The Foyer shows the large main room of the gaming house of palazzo Dandolo in San Moisè, whose walls were lined with “cuoridoro” before 1768, when the interior of the old palace was restructured in Neoclassical style according to a project by Bernardino Maccaruzzi. The Ridotto, or Foyer, was operated directly by the State and remained open during the months of the endless Venetian carnival, lasting from December 26th to Ash Wednesday. Anyone visiting the premises was required to wear a mask, with the exception of the noblemen who ran the gambling tables, who were chosen from the least prosperous families, the socalled Barnabotti class of impoverished nobility. Frequented by pimps, prostitutes and usurers, it was closed for reasons of public order in 1774. Guardi’s painting is certainly the most interesting depiction of this space, visited by all travellers spending any time in the city.
The Parlatory instead shows the visiting-room of the convent of San Zaccaria, one of the most important in Venice, where descendants of the noble Venetian families were sent to become nuns. Here, relatives and friends could converse with the nuns and during these meetings puppet shows were also put on for any small guests.
A fresco stripped from a reception room of Palazzo Nani in Cannaregio has been fitted to the ceiling. It shows Conjugal harmony crowned by Virtue in the presence of Justice, Prudence, Temperance, Fame, Abundance, and is the work of Costantini Cedini, a late pupil of Giambattista Tiepolo.
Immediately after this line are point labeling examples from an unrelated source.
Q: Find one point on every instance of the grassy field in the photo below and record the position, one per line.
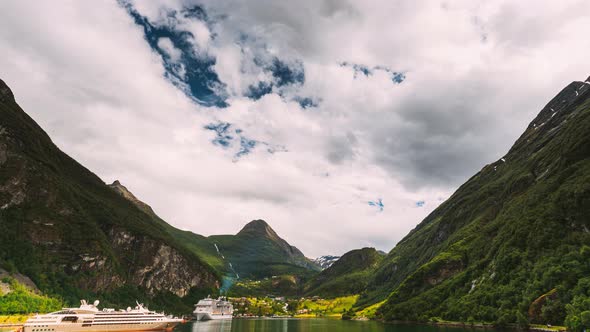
(326, 308)
(12, 319)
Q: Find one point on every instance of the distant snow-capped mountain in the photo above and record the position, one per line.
(326, 261)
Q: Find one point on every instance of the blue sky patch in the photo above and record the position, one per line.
(223, 133)
(359, 69)
(378, 204)
(256, 92)
(286, 74)
(229, 137)
(197, 77)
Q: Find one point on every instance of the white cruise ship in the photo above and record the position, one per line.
(88, 318)
(209, 309)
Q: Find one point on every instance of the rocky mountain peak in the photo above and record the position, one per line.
(123, 191)
(5, 92)
(259, 227)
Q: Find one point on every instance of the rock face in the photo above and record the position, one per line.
(63, 227)
(326, 261)
(506, 236)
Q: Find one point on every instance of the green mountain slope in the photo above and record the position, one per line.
(256, 252)
(518, 229)
(73, 235)
(349, 275)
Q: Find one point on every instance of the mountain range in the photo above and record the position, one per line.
(510, 246)
(76, 237)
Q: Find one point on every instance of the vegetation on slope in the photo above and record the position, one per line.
(515, 231)
(18, 299)
(349, 275)
(73, 235)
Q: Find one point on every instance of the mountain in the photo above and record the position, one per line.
(511, 245)
(349, 275)
(326, 261)
(255, 252)
(76, 237)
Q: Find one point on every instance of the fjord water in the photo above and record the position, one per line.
(305, 325)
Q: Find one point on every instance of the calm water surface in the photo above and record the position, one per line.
(304, 325)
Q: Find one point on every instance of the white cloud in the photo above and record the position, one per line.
(477, 72)
(166, 45)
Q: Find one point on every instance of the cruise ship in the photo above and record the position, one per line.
(210, 309)
(89, 318)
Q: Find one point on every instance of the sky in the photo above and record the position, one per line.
(341, 123)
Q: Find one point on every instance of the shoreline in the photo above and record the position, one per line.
(483, 326)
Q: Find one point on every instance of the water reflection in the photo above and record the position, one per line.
(223, 325)
(307, 325)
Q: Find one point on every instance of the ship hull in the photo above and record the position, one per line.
(208, 316)
(75, 327)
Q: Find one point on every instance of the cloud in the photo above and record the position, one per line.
(137, 93)
(166, 45)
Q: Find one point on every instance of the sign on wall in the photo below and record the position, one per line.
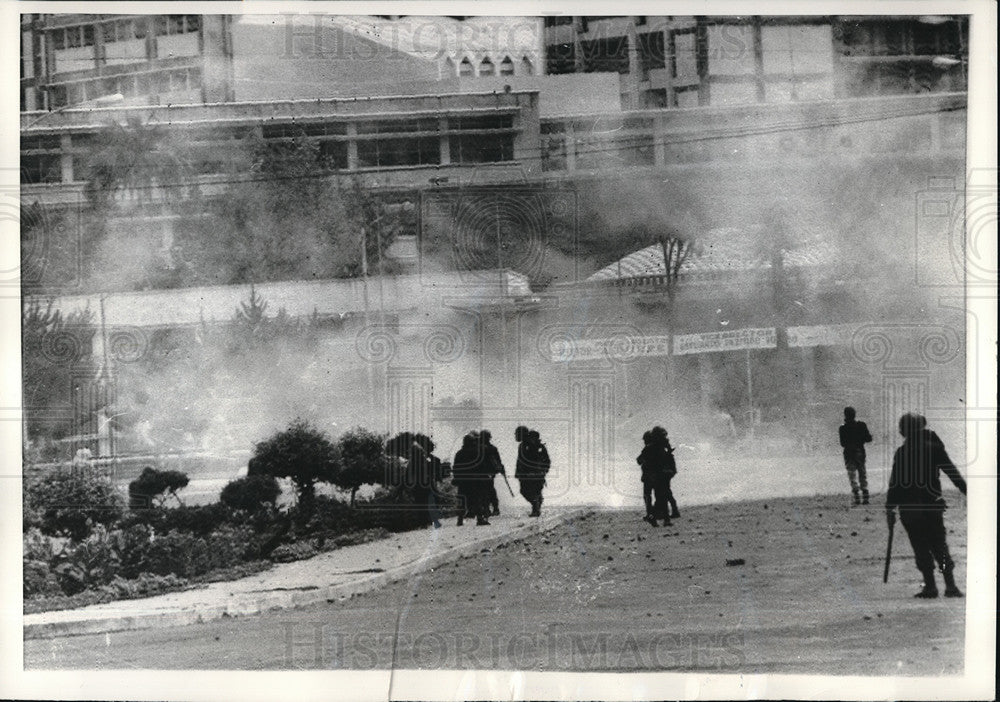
(735, 340)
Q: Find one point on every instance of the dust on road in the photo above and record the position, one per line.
(608, 592)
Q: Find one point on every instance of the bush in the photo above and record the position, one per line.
(250, 493)
(362, 460)
(187, 555)
(153, 484)
(71, 504)
(302, 453)
(200, 520)
(92, 562)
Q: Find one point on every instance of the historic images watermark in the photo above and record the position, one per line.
(321, 645)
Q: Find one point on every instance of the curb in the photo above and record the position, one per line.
(290, 599)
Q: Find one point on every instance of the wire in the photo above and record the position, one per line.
(636, 141)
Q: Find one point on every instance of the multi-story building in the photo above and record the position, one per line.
(677, 61)
(175, 59)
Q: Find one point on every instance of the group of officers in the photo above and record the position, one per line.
(473, 472)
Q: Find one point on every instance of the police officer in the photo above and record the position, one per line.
(532, 466)
(495, 467)
(853, 437)
(471, 469)
(915, 488)
(658, 468)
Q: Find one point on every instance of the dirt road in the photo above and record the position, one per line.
(787, 585)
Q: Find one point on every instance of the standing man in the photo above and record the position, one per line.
(853, 437)
(495, 466)
(472, 470)
(658, 468)
(532, 466)
(915, 488)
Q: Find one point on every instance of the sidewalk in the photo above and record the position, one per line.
(335, 575)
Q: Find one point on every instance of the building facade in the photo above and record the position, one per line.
(686, 61)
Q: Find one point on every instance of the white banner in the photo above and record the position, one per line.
(766, 338)
(618, 348)
(826, 335)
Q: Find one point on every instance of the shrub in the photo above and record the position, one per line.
(302, 453)
(250, 493)
(155, 485)
(71, 503)
(89, 563)
(362, 460)
(199, 520)
(187, 555)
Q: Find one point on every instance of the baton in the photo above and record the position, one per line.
(508, 484)
(888, 553)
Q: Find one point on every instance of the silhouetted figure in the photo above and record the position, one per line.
(658, 469)
(471, 468)
(496, 466)
(853, 437)
(425, 472)
(532, 466)
(915, 488)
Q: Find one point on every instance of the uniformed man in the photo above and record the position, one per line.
(471, 469)
(657, 463)
(532, 466)
(915, 489)
(853, 437)
(495, 467)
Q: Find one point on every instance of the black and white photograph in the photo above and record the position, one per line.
(519, 354)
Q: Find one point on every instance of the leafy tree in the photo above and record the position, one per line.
(251, 492)
(155, 485)
(300, 452)
(362, 461)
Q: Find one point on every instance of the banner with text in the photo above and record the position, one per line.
(619, 348)
(735, 340)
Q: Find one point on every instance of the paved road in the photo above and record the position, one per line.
(607, 592)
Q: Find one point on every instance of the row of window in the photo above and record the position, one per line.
(131, 85)
(123, 30)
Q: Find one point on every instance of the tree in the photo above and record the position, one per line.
(155, 485)
(300, 452)
(362, 461)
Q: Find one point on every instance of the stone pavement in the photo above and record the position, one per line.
(334, 575)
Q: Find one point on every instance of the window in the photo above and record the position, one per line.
(468, 148)
(605, 55)
(416, 151)
(651, 52)
(398, 126)
(482, 122)
(560, 58)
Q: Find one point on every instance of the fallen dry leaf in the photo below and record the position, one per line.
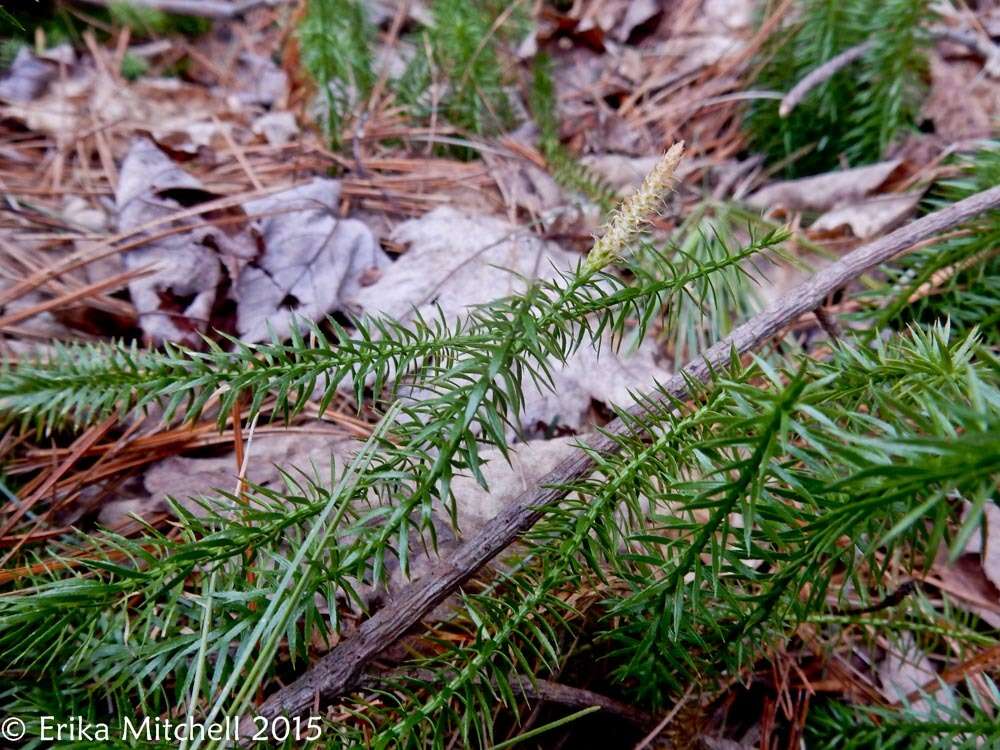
(277, 128)
(457, 260)
(175, 302)
(312, 452)
(313, 262)
(825, 191)
(868, 218)
(26, 78)
(970, 115)
(907, 668)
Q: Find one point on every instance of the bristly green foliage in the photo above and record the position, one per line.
(966, 722)
(788, 489)
(957, 278)
(860, 110)
(335, 39)
(460, 52)
(565, 169)
(725, 519)
(315, 536)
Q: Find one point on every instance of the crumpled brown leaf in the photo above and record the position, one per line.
(296, 259)
(186, 479)
(175, 302)
(457, 260)
(313, 263)
(907, 668)
(825, 191)
(868, 218)
(27, 78)
(958, 117)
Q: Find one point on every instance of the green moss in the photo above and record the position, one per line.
(855, 115)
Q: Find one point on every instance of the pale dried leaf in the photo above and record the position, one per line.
(313, 264)
(27, 77)
(907, 668)
(868, 218)
(314, 454)
(278, 128)
(973, 113)
(457, 260)
(825, 191)
(991, 551)
(173, 303)
(529, 462)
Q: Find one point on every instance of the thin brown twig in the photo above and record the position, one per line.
(342, 668)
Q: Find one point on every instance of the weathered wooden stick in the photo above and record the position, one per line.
(342, 668)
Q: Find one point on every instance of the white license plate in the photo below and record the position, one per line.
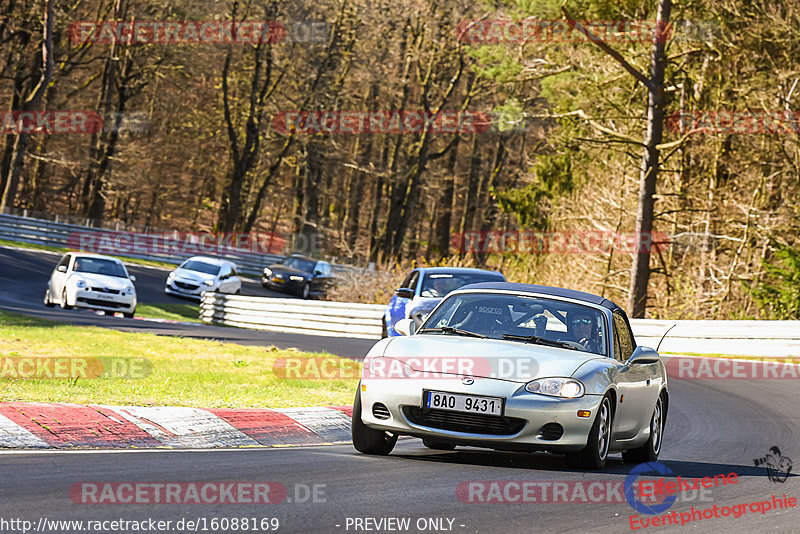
(457, 402)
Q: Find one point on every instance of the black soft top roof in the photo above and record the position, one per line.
(546, 290)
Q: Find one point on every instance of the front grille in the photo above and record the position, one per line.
(551, 432)
(380, 411)
(472, 423)
(103, 303)
(184, 285)
(106, 290)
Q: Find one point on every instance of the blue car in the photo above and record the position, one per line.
(425, 287)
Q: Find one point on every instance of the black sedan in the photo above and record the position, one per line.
(298, 274)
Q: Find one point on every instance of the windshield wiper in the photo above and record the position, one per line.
(454, 330)
(539, 341)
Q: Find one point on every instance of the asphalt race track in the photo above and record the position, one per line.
(713, 428)
(24, 275)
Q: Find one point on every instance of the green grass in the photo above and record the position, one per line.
(171, 311)
(185, 372)
(64, 250)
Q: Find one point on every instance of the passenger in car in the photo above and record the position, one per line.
(584, 329)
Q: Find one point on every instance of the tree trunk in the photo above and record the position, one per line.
(439, 244)
(31, 104)
(640, 270)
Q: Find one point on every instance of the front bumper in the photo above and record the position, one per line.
(171, 288)
(529, 421)
(96, 300)
(282, 284)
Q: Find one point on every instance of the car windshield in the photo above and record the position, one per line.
(99, 266)
(525, 319)
(201, 267)
(437, 285)
(300, 264)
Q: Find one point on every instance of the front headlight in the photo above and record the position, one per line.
(568, 388)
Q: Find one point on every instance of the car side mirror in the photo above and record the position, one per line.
(643, 355)
(405, 327)
(404, 292)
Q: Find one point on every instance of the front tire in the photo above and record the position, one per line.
(368, 440)
(652, 447)
(595, 454)
(64, 305)
(47, 300)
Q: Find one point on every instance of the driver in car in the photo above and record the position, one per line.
(584, 329)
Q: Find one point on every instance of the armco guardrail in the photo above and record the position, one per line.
(44, 232)
(340, 319)
(754, 338)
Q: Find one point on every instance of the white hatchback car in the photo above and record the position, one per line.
(91, 281)
(200, 273)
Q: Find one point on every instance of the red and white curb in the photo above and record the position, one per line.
(65, 426)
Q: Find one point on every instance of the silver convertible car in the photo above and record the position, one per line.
(516, 367)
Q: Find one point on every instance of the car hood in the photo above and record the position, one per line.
(103, 280)
(282, 269)
(193, 276)
(487, 358)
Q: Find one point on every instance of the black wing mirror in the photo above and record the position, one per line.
(404, 292)
(643, 355)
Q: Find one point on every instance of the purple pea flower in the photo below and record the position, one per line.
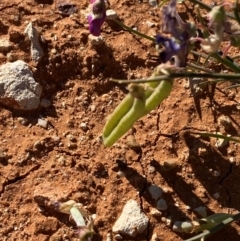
(97, 17)
(173, 48)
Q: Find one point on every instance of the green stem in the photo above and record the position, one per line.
(197, 67)
(134, 31)
(217, 228)
(234, 67)
(231, 65)
(77, 216)
(232, 77)
(208, 8)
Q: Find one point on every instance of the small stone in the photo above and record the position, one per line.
(216, 173)
(36, 49)
(216, 195)
(151, 169)
(169, 165)
(132, 220)
(45, 103)
(162, 205)
(19, 90)
(197, 88)
(96, 40)
(181, 227)
(83, 126)
(155, 212)
(118, 236)
(202, 211)
(23, 121)
(155, 192)
(132, 143)
(111, 14)
(202, 151)
(53, 51)
(5, 45)
(72, 145)
(43, 123)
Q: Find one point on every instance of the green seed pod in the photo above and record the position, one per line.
(120, 111)
(139, 102)
(136, 112)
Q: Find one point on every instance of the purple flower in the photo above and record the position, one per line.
(97, 17)
(173, 48)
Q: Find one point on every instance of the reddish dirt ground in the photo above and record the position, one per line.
(66, 161)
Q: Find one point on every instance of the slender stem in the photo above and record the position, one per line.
(229, 138)
(233, 66)
(232, 77)
(77, 216)
(134, 31)
(207, 7)
(217, 228)
(197, 67)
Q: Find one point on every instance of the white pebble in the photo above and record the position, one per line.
(111, 14)
(155, 192)
(216, 195)
(162, 205)
(201, 211)
(43, 123)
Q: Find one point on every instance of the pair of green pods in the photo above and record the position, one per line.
(140, 100)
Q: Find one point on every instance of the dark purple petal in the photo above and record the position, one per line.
(173, 48)
(97, 17)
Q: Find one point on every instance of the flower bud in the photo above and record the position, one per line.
(97, 17)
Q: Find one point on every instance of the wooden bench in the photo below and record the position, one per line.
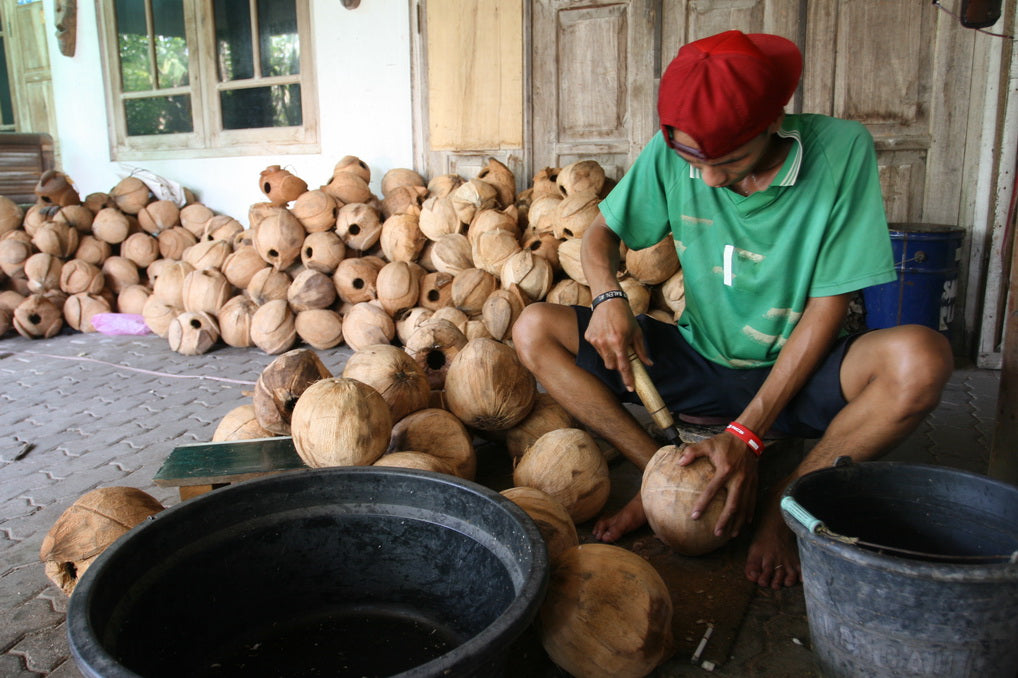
(201, 467)
(23, 158)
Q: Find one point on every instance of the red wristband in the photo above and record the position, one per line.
(747, 437)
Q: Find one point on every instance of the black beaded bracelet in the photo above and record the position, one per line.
(605, 296)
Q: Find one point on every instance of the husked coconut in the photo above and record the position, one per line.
(280, 385)
(488, 388)
(433, 346)
(320, 328)
(192, 333)
(607, 614)
(366, 324)
(567, 464)
(393, 374)
(340, 421)
(239, 424)
(550, 516)
(439, 433)
(88, 526)
(669, 492)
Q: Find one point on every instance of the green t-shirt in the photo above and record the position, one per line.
(750, 264)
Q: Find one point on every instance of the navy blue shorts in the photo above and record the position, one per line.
(689, 384)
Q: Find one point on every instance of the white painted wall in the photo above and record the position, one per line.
(362, 58)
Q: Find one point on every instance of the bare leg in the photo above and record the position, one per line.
(546, 340)
(891, 379)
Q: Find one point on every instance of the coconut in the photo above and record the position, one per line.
(366, 324)
(269, 284)
(241, 265)
(280, 385)
(451, 253)
(79, 276)
(433, 346)
(273, 327)
(38, 318)
(173, 241)
(43, 272)
(130, 194)
(582, 176)
(205, 291)
(550, 516)
(78, 309)
(438, 218)
(569, 292)
(358, 225)
(140, 248)
(320, 328)
(278, 238)
(316, 210)
(159, 216)
(417, 460)
(546, 415)
(398, 177)
(567, 464)
(502, 178)
(488, 388)
(56, 238)
(391, 372)
(192, 333)
(355, 278)
(323, 251)
(399, 286)
(607, 614)
(470, 288)
(340, 421)
(120, 272)
(401, 239)
(193, 217)
(439, 433)
(280, 185)
(239, 424)
(131, 299)
(88, 526)
(158, 315)
(669, 492)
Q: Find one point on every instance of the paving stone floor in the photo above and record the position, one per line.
(80, 411)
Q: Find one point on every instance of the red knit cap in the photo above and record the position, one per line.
(725, 90)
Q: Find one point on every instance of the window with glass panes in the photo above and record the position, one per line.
(195, 77)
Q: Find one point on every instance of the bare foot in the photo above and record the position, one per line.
(612, 527)
(773, 559)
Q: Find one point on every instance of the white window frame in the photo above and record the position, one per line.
(209, 138)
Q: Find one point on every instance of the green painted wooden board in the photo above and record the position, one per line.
(229, 461)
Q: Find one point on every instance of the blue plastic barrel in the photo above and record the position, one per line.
(926, 260)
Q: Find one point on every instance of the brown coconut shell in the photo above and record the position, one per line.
(358, 225)
(323, 251)
(273, 328)
(192, 333)
(669, 492)
(394, 375)
(568, 465)
(488, 388)
(320, 328)
(607, 614)
(439, 433)
(550, 516)
(366, 324)
(340, 421)
(88, 526)
(239, 424)
(280, 385)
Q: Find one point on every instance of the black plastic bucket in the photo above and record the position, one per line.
(872, 614)
(352, 571)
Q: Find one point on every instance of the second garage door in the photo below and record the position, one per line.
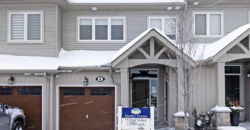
(87, 108)
(27, 98)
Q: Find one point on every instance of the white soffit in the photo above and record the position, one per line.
(125, 1)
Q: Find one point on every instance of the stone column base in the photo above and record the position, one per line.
(179, 120)
(221, 116)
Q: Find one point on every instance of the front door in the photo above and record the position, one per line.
(140, 93)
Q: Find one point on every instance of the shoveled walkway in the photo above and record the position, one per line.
(245, 124)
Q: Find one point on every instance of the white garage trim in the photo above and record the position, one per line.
(44, 123)
(89, 86)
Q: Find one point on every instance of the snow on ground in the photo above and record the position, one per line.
(124, 1)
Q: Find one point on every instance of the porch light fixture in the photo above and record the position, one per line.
(11, 80)
(93, 8)
(177, 8)
(248, 74)
(170, 8)
(85, 81)
(196, 3)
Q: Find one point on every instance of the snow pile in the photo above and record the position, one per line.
(220, 109)
(217, 46)
(180, 114)
(125, 1)
(230, 128)
(237, 108)
(79, 58)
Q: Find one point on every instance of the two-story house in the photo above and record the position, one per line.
(69, 65)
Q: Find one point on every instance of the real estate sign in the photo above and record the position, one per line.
(136, 118)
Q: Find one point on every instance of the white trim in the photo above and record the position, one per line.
(162, 17)
(109, 18)
(149, 79)
(9, 13)
(240, 84)
(89, 86)
(44, 102)
(207, 13)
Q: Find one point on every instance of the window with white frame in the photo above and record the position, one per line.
(25, 26)
(208, 24)
(101, 29)
(165, 24)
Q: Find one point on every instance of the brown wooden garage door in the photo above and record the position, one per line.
(27, 98)
(87, 108)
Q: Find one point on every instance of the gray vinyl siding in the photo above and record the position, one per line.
(48, 48)
(136, 24)
(59, 30)
(234, 17)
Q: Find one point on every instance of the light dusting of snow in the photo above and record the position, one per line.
(124, 1)
(237, 108)
(180, 114)
(79, 58)
(220, 109)
(231, 128)
(213, 48)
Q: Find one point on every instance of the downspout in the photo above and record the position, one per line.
(51, 101)
(115, 83)
(45, 76)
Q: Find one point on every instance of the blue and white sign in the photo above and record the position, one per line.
(136, 118)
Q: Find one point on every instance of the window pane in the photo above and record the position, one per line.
(200, 24)
(101, 29)
(232, 69)
(170, 27)
(17, 26)
(86, 29)
(117, 29)
(155, 23)
(215, 24)
(34, 26)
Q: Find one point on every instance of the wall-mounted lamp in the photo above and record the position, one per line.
(85, 81)
(11, 80)
(248, 74)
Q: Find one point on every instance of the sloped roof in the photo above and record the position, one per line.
(214, 48)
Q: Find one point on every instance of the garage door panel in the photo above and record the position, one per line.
(66, 125)
(99, 105)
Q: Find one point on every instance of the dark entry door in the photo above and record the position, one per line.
(140, 93)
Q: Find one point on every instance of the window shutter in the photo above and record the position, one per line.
(34, 27)
(17, 26)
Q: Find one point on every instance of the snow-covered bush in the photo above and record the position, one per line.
(203, 121)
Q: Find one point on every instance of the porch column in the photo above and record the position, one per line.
(220, 85)
(124, 87)
(180, 90)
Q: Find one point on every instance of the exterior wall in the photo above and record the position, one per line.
(203, 96)
(71, 80)
(136, 24)
(21, 80)
(48, 48)
(59, 29)
(234, 17)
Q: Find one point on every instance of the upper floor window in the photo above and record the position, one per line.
(101, 29)
(25, 27)
(208, 24)
(165, 24)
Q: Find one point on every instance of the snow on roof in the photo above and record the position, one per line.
(180, 114)
(78, 58)
(125, 1)
(214, 48)
(130, 44)
(220, 109)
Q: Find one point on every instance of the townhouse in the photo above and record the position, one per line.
(69, 65)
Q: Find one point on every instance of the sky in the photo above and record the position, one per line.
(124, 1)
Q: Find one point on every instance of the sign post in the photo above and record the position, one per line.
(135, 118)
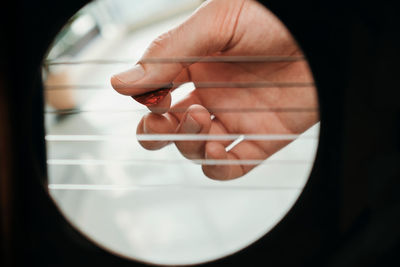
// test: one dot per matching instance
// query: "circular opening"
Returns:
(243, 117)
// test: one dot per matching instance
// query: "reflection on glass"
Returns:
(159, 206)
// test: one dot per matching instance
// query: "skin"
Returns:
(225, 28)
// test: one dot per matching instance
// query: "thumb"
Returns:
(206, 32)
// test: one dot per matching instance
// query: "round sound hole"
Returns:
(183, 150)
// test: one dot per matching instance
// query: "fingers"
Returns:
(196, 37)
(245, 150)
(156, 124)
(197, 120)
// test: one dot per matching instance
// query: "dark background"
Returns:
(349, 212)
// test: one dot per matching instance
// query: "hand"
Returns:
(224, 28)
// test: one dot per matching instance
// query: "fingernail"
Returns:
(131, 75)
(190, 125)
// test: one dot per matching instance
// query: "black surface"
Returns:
(348, 214)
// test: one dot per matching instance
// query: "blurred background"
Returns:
(154, 206)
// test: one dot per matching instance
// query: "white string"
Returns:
(215, 59)
(79, 162)
(175, 137)
(105, 187)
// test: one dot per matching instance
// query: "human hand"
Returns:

The decorative frame surrounding the central scene was painted about a century earlier by the trompe l’oeil painter Antonio Felice Ferrari.
The greenish-yellow lacquer suite of furniture with floral decorations is of notable quality; it comes from Palazzo Calbo Crotta at Gli Scalzi. Particularly fine is the large curving chest of drawers with the marble top, surmounted by the imposing but slender mirror with its lovely gilded crest; and the two twin bedside tables with their similar rocaille lines, again repeated in the ten elegant armchairs, whose upholstery is however modern. The frame which fixes the wall covering is also from the same period.